A federal judge in Minneapolis put a stop to the settlement on Friday, the day it was supposed to be paid, after the SEC filed suit against Connecticut hedge fund manager Marlon Quan and his Acorn Capital Group. According to the regulator, Quan invested most of the $459 million he raised from investors with Petters and later sought to conceal Petters' $3.5 billion fraud.
The SEC, which timed the suit in part to block the $14 million payment, said it objects to the terms of the settlement.
"The money belongs to all of Mr.
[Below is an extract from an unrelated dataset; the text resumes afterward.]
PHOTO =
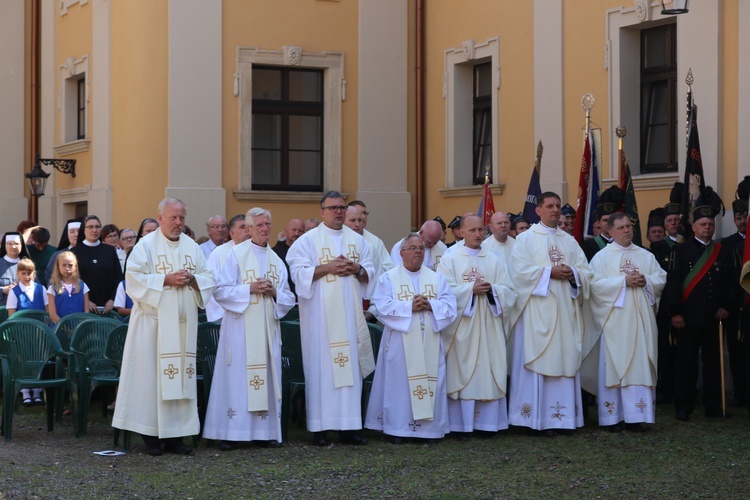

Quan's victims, not just some of them," the SEC's John Birkenheier said. "Investors in the U.S. will receive nothing."
Of the $14 million, half would go to the liquidator of the Acorn hedge funds, $5.9 million would go to Quan lender DZ Bank, and nearly $1 million would pay Quan's legal bills and other expenses.
In spite of the latter provision, a lawyer for Quan emphasized that the accused fraudster would receive no money personally.
"Mr. Quan has been fully cooperative with the SEC," Brian Michael said. "Nothing has been hidden."
U.S. District Judge Ann Montgomery gave the two sides until April 14 to figure out the mess.